The next spring, yet another rate hike. Back to the drawing board for our heroine, who chose Blue Cross MA for her new coverage. This plan was actually less that the state affiliated plan's new rates, and had great coverage! Hooray! There is
a benefit to the new laws requiring MA residents to either purchase health care or procure it through state funded initiatives (ie, her tax dollars paying for other people's health care, including those who abuse the welfare system and illegal workers... but that's a different rant. That's the rant about how she's a democrat with fiscally conservative leanings, and very mixed feelings on government aid systems, and how she feels that it's not wrong to ask that people become legal citizens in order to enjoy the rights and privileges of citizenship nor is it wrong to ask that folks who find themselves in the unenviable position of taking government money to survive be asked to give something back. There has to be a better solution than what this country's got going at the moment.)

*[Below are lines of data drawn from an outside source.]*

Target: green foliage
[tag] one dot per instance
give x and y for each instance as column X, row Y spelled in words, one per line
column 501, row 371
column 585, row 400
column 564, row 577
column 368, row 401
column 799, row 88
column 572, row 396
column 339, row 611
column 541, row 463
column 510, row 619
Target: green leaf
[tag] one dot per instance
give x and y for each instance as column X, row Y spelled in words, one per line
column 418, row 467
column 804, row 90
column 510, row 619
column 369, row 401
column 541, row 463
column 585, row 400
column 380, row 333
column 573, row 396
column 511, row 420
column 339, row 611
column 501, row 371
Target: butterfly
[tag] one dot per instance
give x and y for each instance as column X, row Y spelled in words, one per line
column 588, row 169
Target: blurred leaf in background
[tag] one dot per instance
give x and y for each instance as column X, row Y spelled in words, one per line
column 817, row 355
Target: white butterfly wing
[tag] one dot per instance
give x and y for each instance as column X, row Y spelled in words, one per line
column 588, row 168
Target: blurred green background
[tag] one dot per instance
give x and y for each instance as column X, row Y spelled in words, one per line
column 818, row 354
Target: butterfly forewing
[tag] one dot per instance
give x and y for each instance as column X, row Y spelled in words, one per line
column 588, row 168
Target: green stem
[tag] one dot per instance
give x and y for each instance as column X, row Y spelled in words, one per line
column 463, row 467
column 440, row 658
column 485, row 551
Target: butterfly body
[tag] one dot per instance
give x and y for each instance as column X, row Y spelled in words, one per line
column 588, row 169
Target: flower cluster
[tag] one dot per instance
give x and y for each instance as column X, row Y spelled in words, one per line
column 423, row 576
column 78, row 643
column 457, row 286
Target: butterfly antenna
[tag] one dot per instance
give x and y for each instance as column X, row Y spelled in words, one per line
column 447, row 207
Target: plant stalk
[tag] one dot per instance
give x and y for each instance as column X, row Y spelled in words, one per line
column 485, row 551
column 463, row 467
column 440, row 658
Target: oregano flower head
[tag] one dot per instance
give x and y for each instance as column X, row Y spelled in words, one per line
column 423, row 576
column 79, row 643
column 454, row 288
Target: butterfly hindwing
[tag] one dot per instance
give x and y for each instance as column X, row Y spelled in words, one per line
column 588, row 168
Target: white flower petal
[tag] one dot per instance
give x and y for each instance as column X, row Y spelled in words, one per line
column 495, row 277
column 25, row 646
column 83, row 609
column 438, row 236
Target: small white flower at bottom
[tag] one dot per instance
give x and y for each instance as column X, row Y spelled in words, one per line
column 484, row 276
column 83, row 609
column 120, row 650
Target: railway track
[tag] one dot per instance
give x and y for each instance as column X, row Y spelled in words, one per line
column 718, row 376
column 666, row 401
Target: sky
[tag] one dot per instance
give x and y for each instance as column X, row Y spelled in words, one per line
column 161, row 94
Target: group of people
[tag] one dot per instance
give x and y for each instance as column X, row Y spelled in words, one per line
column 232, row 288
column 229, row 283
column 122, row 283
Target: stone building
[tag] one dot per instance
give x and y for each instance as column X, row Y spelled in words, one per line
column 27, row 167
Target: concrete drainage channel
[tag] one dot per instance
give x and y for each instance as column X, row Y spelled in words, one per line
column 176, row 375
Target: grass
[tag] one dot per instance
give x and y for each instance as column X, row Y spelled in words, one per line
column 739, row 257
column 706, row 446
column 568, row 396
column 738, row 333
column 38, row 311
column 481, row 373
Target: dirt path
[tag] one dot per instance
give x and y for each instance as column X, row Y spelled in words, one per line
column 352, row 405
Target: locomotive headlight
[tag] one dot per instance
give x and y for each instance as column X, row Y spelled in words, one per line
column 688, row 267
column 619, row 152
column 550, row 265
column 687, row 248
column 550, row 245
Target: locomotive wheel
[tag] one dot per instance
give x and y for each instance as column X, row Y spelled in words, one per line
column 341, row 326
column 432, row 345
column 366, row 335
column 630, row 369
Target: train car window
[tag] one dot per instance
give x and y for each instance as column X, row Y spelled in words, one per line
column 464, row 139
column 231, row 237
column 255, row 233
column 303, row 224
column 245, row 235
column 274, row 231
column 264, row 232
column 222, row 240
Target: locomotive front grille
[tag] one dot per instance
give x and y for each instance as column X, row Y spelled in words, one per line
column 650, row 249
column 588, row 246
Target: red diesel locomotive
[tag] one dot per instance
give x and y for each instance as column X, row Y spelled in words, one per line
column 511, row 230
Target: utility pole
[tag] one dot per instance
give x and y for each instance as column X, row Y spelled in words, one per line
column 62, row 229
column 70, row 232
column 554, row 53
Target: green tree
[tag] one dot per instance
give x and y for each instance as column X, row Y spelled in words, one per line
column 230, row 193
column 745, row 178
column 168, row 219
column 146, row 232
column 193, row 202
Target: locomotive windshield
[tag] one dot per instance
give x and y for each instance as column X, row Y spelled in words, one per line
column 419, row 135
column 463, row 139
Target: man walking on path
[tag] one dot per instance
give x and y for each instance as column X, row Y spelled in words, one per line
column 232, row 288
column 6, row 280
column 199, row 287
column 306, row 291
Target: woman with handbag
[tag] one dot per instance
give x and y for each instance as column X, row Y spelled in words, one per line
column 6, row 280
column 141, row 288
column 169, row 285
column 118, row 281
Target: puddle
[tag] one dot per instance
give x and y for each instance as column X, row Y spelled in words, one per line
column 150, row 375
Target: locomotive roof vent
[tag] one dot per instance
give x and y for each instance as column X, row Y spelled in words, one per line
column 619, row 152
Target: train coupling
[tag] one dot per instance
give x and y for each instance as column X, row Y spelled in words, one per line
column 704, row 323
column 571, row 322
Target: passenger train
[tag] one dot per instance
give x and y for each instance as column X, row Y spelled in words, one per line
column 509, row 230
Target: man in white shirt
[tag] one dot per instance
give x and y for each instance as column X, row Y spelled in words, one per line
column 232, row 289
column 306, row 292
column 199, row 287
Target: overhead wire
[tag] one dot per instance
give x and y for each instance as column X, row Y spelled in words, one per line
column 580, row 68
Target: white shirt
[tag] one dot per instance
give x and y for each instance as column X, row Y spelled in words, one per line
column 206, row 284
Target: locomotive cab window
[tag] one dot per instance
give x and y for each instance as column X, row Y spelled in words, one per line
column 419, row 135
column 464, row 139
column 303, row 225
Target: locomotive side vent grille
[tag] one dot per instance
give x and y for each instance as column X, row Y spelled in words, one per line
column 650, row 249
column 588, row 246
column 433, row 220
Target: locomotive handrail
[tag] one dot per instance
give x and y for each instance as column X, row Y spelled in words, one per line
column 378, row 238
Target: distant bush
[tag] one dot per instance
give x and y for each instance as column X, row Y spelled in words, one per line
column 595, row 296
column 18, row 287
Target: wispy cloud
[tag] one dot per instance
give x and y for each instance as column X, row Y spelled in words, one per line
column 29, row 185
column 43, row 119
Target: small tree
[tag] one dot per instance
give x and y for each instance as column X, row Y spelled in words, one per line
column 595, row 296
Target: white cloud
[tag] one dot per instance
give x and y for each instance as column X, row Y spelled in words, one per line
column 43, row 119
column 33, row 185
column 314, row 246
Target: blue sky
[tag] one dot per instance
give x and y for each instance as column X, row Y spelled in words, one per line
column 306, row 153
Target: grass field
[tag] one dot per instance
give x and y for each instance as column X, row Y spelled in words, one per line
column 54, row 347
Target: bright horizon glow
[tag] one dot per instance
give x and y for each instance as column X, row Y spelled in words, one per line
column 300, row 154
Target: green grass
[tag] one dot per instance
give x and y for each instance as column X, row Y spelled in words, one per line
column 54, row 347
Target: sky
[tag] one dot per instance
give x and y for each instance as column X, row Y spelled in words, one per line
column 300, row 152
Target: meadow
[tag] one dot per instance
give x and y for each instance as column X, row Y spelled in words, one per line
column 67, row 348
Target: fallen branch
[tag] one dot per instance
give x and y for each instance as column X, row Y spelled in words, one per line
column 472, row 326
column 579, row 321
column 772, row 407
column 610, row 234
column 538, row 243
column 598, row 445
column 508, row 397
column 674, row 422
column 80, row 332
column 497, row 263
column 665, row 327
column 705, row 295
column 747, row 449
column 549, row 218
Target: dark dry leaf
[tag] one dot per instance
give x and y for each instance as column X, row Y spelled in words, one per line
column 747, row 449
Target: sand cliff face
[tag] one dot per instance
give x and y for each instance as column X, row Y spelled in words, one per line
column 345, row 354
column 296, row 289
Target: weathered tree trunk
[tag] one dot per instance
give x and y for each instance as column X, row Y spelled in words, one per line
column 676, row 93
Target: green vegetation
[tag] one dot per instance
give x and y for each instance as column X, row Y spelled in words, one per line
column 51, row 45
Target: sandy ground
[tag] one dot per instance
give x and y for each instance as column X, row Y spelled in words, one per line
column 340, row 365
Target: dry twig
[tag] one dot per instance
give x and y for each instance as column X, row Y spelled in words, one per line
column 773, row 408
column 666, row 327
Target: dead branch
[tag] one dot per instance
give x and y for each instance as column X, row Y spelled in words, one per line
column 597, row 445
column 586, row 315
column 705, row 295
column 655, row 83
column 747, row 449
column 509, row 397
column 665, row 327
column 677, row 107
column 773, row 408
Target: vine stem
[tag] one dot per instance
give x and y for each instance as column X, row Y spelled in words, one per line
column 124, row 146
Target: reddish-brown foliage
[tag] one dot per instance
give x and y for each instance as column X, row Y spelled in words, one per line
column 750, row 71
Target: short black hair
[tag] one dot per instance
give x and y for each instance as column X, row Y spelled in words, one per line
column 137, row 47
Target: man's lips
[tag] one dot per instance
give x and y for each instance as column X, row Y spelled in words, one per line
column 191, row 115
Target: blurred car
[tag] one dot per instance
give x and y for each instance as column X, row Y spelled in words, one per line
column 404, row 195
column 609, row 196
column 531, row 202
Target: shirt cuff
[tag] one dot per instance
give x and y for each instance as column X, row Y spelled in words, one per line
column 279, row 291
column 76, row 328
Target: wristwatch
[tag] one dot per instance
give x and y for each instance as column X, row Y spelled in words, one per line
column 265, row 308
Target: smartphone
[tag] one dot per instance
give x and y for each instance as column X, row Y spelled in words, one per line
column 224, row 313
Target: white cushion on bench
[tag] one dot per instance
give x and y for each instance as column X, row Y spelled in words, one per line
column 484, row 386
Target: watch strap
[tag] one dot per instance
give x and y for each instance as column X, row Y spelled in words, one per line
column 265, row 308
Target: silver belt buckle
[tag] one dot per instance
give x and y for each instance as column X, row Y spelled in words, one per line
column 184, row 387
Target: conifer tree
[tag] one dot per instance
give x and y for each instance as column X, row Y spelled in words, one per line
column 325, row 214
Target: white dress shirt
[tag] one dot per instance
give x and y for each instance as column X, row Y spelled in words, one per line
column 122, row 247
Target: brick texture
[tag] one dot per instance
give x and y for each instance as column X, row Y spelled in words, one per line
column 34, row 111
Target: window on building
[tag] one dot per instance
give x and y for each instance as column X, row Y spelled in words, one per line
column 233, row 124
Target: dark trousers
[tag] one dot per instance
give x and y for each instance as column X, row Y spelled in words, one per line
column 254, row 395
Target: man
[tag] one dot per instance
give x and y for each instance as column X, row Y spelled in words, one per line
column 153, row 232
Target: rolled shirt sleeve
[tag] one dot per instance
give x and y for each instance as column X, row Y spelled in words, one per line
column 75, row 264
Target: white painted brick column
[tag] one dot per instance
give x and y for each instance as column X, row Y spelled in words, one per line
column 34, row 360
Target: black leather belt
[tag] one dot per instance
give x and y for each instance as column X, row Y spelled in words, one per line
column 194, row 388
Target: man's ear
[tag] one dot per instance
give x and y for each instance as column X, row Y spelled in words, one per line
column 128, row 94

Then, she and her husband decided to have a baby. Health care became the biggest financial concern she had, aside of making sure the mortgage got paid every month. The having the baby part was great. The hospital copay was only $500, for a stay that racked up almost $17,000 dollars (and that, praise the universe, was a healthy, mostly uncomplicated birth!), but once baby made three, the new premiums skyrocketed by over %50. Ouch.
She dug deeper, discovered a provider based out of Tenessee called MidWest Life, licensed to sell in MA, who specialized in the self employed folks, and switched from an in state HMO to a nationwide PPO system, with an a la carte based coverage selection. She went minimum on most things, and then made sure that well child coverage was strong, as well as emergency and preventative care. Brilliant, right? Paying for what you need, not paying for all the HMO extras that have to make up for the differentials between the healthy folks who don't use most of what they pay premiums towards and the chronically ill who use more than they pay for (because, if you're an HMO, you've go to balance those numbers, right?). Paying premiums based on a national average, as opposed to the spiked rates here in MA, where only a handful of providers are allowed to peedle their products sounded great.
And then MA decided to up the ante. The new minimum coverage criteria go into effect at the beginning of 2009, and guess what? Her coverage no longer makes the grade. What she felt was sufficient for her family and budget was no longer suffient according the great and powerful Oz, or whomever the hell is in charge of all this. If she does not switch to a compliant coverage minimum by year's end, she is fined approximately $75 per adult, per month until she does. There goes all the paycheck she was saving by switching away from Blue Cross.
On Saturday, she meets with an insurance broker to try to find a middle ground. This could be her fourth health plan in three and a half years. If she gets an ulcer from worrying about it, she may just send her medical bills to the state.